Design and construction
- Architect: J. Walter Severinghaus
- Architecture firm: Skidmore, Owings & Merrill

= Texaco Headquarters =

Texaco Headquarters is a corporate campus in Purchase, New York. When it opened in 1977, the building became the new head office of Texaco, which had been based in the Chrysler Building in Manhattan since 1930. Design was undertaken by Skidmore, Owings & Merrill, who assigned the project to J. Walter Severinghaus. After Chevron acquired Texaco in October 2001, the building was purchased by Morgan Stanley in March 2002.

== History ==
On Wednesday, July 18, 1973, Texaco announced that it had acquired an option to purchase a 107-acre property in Westchester County on which it proposed to construct a new office building. At this time, the company stated that half its employees would move to the new facility, though the executives would remain in the Chrysler Building. During the 1960s, several other large corporations had moved their offices to suburban campuses in Westchester Country, including IBM, General Foods, Pepsico, Flintkote, and American Machine and Foundry. Texaco's property included two parcels. One was owned by IBM and was zoned "campus office." The other was owned by James S. Wallerstein and his sister Elizabeth Shappert and was zoned residential. In March 1974, Texaco exercised its option and bought the land. The estimated purchase price was $10 million. At the time of the acquisition, the company also announced that the architecture firm Skidmore, Owning & Merrill and building firm Tishman Realty and Construction had been contracted. The property was bounded on the west and north by the Hutchinson River Parkway and on the south by the Cross Westchester Expressway. Over the next couple years, Texaco worked with the town to have the residential parcel rezoned. The change faced considerable local opposition. John A. Passidomo, the Town Supervisor, said, "we had to change our whole basic government structure to bring Texaco to Harrison."

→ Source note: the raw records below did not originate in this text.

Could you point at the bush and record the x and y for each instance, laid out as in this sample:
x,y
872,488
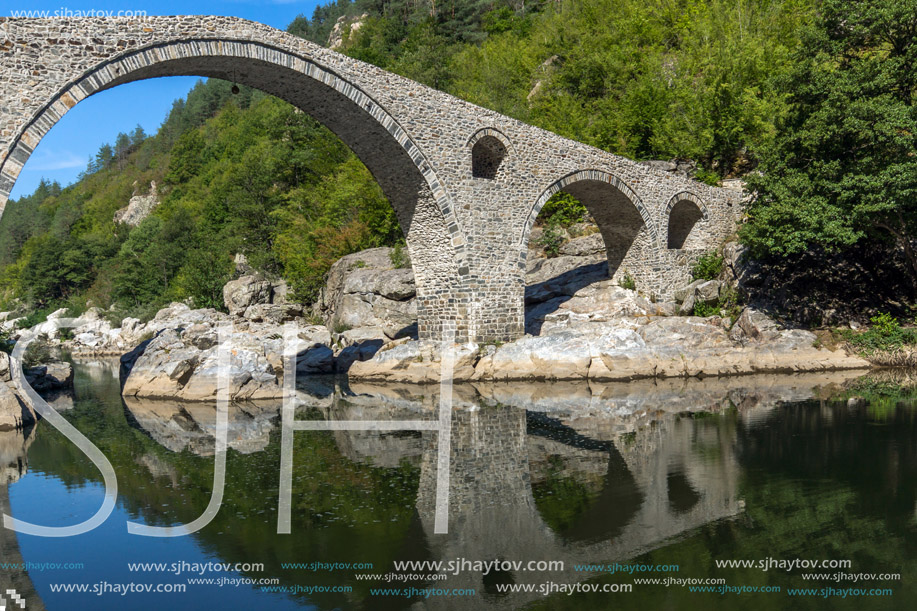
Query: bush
x,y
552,238
707,267
562,209
885,324
885,335
728,305
399,257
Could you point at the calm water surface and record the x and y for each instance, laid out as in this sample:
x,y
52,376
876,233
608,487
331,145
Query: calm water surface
x,y
658,475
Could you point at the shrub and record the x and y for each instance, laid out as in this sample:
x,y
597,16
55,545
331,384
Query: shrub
x,y
552,238
399,257
885,324
727,306
707,267
562,209
885,335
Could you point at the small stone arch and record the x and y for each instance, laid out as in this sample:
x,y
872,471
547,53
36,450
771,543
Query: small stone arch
x,y
683,211
489,149
624,221
597,176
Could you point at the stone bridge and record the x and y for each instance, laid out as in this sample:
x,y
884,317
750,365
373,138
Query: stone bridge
x,y
466,183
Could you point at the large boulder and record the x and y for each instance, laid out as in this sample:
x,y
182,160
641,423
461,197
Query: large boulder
x,y
15,413
138,207
181,361
244,292
57,375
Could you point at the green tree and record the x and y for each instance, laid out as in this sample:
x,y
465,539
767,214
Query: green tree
x,y
844,165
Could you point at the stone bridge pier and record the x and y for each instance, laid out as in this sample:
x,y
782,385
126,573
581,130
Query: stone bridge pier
x,y
466,183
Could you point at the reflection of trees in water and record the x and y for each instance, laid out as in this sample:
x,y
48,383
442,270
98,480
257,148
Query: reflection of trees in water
x,y
848,442
14,446
573,510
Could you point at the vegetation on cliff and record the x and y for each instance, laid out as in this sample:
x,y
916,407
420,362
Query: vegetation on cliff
x,y
249,174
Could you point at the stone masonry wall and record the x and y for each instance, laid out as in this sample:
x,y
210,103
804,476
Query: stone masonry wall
x,y
467,235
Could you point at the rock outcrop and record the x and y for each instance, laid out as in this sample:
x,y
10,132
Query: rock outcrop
x,y
138,207
181,359
15,414
344,25
625,348
367,290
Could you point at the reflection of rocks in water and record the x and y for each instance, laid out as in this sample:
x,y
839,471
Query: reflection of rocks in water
x,y
379,448
192,426
159,468
99,371
14,446
582,473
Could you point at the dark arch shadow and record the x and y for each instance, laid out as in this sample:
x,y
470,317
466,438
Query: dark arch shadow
x,y
486,156
684,216
620,216
606,515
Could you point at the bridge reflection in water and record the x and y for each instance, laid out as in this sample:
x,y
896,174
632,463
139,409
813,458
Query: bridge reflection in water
x,y
644,476
644,461
572,472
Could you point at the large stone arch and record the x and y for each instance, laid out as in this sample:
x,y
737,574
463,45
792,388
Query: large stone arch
x,y
626,225
421,202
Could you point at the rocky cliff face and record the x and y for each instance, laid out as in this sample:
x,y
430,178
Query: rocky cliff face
x,y
138,207
344,25
579,323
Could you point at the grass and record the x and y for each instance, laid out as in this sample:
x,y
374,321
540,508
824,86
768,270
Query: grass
x,y
707,267
885,343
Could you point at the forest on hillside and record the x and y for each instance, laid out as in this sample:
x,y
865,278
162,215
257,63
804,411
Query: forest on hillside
x,y
705,80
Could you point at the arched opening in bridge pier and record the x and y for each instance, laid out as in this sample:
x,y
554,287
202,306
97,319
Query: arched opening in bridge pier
x,y
683,216
486,156
389,154
583,232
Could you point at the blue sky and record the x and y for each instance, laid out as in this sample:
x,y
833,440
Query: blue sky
x,y
64,152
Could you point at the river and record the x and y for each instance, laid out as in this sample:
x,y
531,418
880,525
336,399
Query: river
x,y
567,486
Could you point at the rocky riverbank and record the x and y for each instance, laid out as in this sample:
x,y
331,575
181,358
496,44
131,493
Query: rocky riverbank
x,y
579,324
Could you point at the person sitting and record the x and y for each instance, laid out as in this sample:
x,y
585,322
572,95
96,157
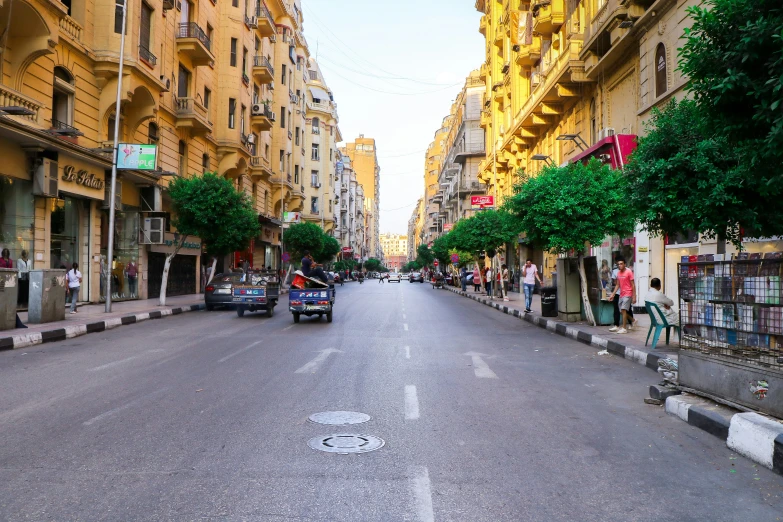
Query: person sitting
x,y
664,303
313,270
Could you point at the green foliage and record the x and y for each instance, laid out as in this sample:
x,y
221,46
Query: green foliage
x,y
372,265
303,237
733,57
682,178
209,207
564,207
424,256
330,249
487,231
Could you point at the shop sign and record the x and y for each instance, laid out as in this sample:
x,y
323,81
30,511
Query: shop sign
x,y
81,177
133,156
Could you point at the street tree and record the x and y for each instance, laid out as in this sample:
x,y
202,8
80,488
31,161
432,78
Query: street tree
x,y
733,59
208,206
563,209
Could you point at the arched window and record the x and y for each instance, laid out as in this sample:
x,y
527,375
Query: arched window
x,y
183,158
62,98
661,77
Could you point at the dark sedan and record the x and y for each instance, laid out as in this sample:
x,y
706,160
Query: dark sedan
x,y
416,277
218,291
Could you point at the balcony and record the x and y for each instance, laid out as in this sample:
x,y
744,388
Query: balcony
x,y
263,119
23,105
192,115
147,56
266,24
263,71
548,16
192,41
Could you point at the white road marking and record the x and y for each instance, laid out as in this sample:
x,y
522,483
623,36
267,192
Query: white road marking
x,y
123,407
111,365
422,493
480,368
411,402
243,350
313,365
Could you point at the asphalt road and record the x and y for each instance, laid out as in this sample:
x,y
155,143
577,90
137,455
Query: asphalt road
x,y
484,417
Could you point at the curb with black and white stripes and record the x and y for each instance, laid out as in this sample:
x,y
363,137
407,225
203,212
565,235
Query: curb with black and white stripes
x,y
648,360
68,332
750,434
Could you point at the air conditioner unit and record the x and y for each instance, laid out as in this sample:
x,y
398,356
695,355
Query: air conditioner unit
x,y
117,196
153,231
46,179
605,133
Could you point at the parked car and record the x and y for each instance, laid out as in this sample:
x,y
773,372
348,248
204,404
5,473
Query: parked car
x,y
219,291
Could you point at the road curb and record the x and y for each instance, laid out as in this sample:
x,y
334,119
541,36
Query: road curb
x,y
646,359
60,334
750,434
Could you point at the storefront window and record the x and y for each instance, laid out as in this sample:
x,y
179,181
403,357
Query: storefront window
x,y
124,266
17,216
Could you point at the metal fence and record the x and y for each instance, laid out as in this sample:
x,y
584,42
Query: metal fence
x,y
733,308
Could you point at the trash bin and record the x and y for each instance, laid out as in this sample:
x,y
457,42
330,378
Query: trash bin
x,y
549,301
9,288
47,296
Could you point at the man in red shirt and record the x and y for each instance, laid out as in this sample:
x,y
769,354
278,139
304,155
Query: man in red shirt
x,y
627,288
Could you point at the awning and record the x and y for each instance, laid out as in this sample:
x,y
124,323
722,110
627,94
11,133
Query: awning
x,y
320,94
613,150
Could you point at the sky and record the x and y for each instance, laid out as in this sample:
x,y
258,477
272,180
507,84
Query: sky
x,y
394,69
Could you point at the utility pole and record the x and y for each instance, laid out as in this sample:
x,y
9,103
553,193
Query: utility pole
x,y
110,253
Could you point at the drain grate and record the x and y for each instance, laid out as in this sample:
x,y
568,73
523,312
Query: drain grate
x,y
345,443
339,418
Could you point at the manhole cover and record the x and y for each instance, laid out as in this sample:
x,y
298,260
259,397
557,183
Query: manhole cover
x,y
339,418
345,443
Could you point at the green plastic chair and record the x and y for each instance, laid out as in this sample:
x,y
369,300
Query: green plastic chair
x,y
658,326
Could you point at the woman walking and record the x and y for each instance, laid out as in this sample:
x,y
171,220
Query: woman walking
x,y
74,283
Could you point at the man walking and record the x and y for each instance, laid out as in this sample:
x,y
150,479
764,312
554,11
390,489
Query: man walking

Architects SOM assigned partner J. Walter Severinghaus (1905–1987) to lead the project. Severinghaus's design is based on a 30-foot square grid. The rectangular building is 29 bays long (or 870 feet) and 10 bays wide (or 300 feet). The length-wise wings are two bays wide, while the two end wings are three bays wide. The inside of the rectangle is divided by two crosswalks into three courtyards. Also in the inner section, the first and second floors are terraced at 30 feet each, with the terrace decks serving as gardens. The architect aligned the building along the east–west axis to minimize western sunlight exposure in the afternoon. Offices are set back nine feet from the perimeter of the building, and this shield from sunlight allows for floor-to-ceiling windows. The building is clad in travertine. When completed, the building had a total of 1,156,000 square feet of space with 750,000 square feet of interior offices. The building accommodated 2,100 workers and the two-floor underground garage held 1,500 cars. Texaco began its move in August 1977.

On October 9, 2001, Chevron acquired Texaco, and the White Plains building became redundant. In March 2002, Morgan Stanley acquired the building from Chevron for $42 million. At the time of the September 11 attacks, Morgan Stanley was a major tenant in the World Trade Center, had additional offices in 750 Seventh Avenue and 1585 Broadway, and was building 745 Seventh Avenue. The attacks raised major strategic concerns for the company, as it had its trading and backup offices within a single block in Manhattan. As part of a new policy of decentralization, Morgan Stanley sold 745 Seventh to Lehman Brothers and purchased the Texaco Headquarters. Subsequently, the company spent $227 million to upgrade the Texaco facilities as a data and backup trading center.